LTRN: Reviving Failed Oncology Drugs with AI | Nirvana Systems Inc.

LTRN: Reviving Failed Oncology Drugs with AI

By John Vandermosten, CFA

NASDAQ:LTRN

READ THE FULL LTRN RESEARCH REPORT

Initiating Coverage

We are initiating coverage of Lantern Pharma Inc., (NASDAQ:LTRN) with a current valuation of $28 per share. Lantern is a new type of drug development company employing artificial intelligence and big data to identify critical biomarkers and relevant indications for previously investigated compounds. This approach can reduce cost, advance development timelines and improve the probability of success for candidates. We base our valuation primarily on our estimates for a successful commercialization of LP-300 in non- or never smoker adenocarcinoma non-small cell lung cancer (NSCLC). Other candidates include LP-100, which is being developed by a partner to target prostate cancer, and LP-184, a pre-clinical candidate seeking indications in glioblastoma and solid tumors with a specific biomarker profile. Lantern Pharma uses its proprietary Response Algorithm for Drug Positioning and Rescue (RADR) platform to identify drug candidates that have previously failed clinical trials or have been abandoned by sponsors in late stage trials. RADR is able to synthesize information from a broad variety of genomic, clinical and response data sets to classify patient subgroups that demonstrate characteristics associated with improved drug response. The AI platform is also able to help clarify mechanisms of action, identify effective drug combinations and find better pathways for seeking approval of late stage candidates.

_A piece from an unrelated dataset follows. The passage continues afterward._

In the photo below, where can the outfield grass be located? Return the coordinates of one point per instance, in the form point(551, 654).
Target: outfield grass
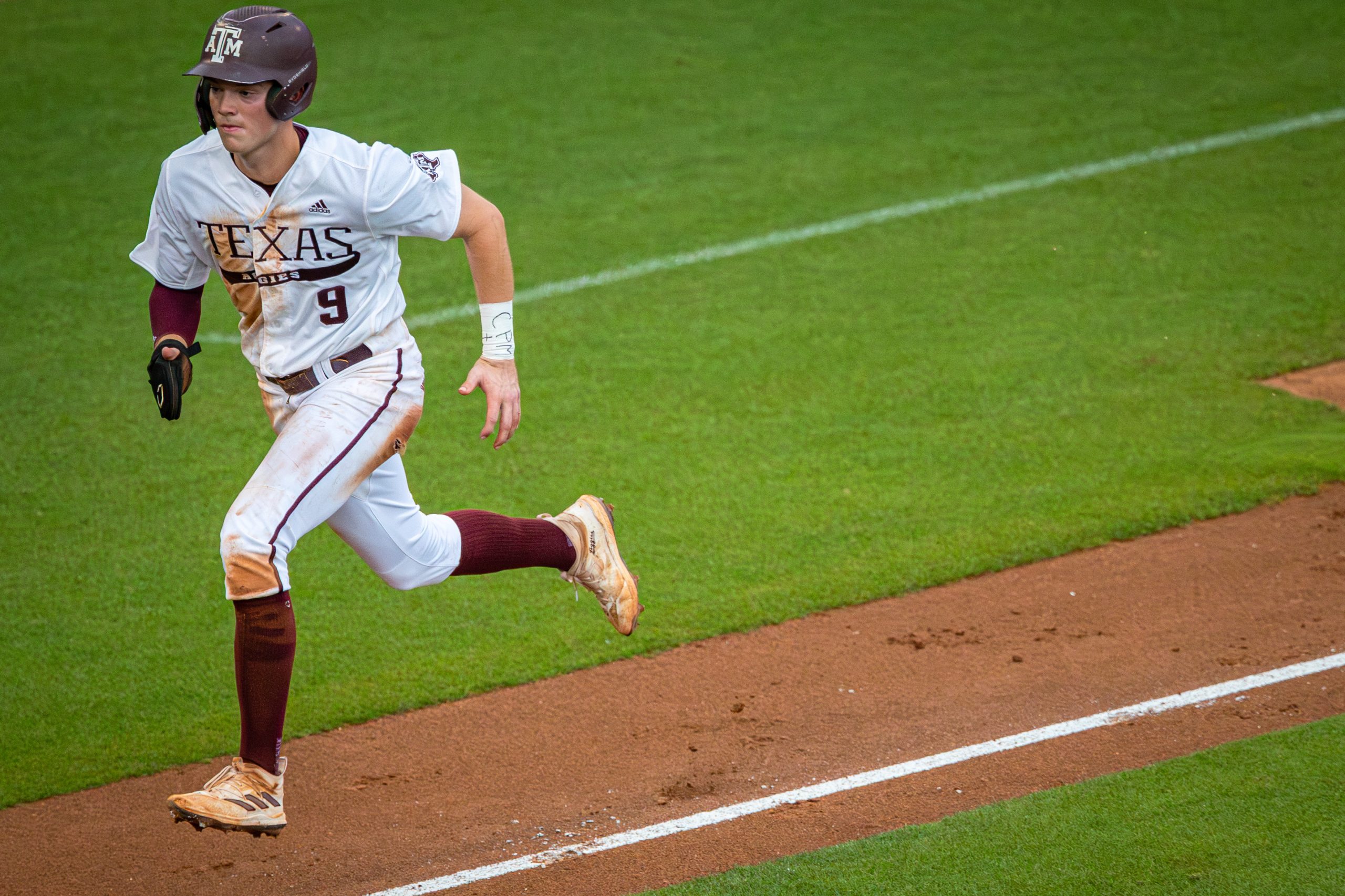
point(1257, 817)
point(798, 428)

Key reasons to own Lantern Pharma Inc. shares:

‣ Proprietary RADR AI-driven algorithm for detecting genetic/biomarker signatures

‣ Opportunities to salvage failed drugs, for which safety has already been clinically validated

‣ Declining returns and smaller end markets can benefit from improved drug development approaches that leverage AI

◦ Build from existing preclinical and clinical work

◦ Pursue orphan indications and personalized medicine

◦ Generate pivotal data with less expensive, targeted trials

◦ Use modeling and complex algorithms to reduce failure risk

‣ Two years of financial runway

The drug development industry faces many hurdles in the modern era including declining returns, increasing costs, fewer blockbuster indications and long timelines to generate data needed to obtain regulatory approval. There are also large amounts of data, improving computing power, new biomarkers and Artificial Intelligence (AI) and Machine Learning (ML). AI and ML have the potential to solve some of the difficulties in drug development by uncovering or repurposing therapeutic candidates that could be more effective when used in a personalized approach with genetic markers guiding their use.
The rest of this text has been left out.